Accommodation claims: Roberts v Johnstone challenge to be handled as test case

The Court of Appeal has adjourned the appeal hearing of Swift v Carpenter to allow the parties to file additional expert evidence. The Personal Injury Bar Association was also granted permission to intervene as an interested party.

Further directions have been made granting all parties permission to obtain expert evidence and to lodge further written submissions. Indications are that the appeal hearing will be heard in early 2020.

First instance

Since the decision in Roberts v Johnstone [1989] Q.B. 878, the cost of future accommodation has been calculated on the basis of compensation for the loss of use of capital used to purchase a more expensive property.

Whilst the claimant retains an appreciating asset in the property, the capital tied up would not have produced any return of investment and so a claimant is compensated for this loss. Until 2017, these calculations involved a positive discount rate.

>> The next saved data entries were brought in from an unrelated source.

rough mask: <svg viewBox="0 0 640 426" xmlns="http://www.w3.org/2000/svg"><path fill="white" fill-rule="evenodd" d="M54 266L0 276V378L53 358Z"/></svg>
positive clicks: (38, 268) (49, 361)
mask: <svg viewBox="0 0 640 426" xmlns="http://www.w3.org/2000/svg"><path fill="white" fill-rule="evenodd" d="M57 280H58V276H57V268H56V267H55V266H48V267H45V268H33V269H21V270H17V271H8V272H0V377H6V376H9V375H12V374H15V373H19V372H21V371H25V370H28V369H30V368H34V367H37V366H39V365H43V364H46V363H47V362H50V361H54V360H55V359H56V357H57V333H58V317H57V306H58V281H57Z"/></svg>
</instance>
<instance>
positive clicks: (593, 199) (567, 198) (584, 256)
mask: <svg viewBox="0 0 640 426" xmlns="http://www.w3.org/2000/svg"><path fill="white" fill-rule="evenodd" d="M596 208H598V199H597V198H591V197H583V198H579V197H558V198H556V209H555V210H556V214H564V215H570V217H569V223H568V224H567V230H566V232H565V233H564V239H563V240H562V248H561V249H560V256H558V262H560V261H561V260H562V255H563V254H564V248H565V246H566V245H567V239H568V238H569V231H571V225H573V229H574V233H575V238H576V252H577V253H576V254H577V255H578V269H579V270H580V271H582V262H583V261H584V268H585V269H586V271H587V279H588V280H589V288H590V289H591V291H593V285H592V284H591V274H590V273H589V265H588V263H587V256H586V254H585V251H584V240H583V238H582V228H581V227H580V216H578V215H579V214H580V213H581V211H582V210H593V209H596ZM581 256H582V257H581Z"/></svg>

At first instance, the Claimant argued that where there was a negative discount rate, the calculation of accommodation claims using Roberts v Johnstone would result in no loss, and that this was unfair.

Nonetheless, the High Court reaffirmed Roberts v Johnstone, finding that whilst it is not flawless, it remained good law and should continue to form the basis upon which future accommodation claims are calculated.


The Court of Appeal judges have made clear that this appeal should be considered a test case allowing a "fuller review of all possible alternatives" for calculating accommodation claims, which by extension will determine whether Roberts v Johnstone remains the most appropriate methodology.

The decision to allow further expert evidence and designate this matter a test case will be of great interest to both claimants and defendants, particularly in light of the recent change to the discount rate, which retained a negative figure of -0.25%

We will continue to keep track of the progression of this appeal, and will report further.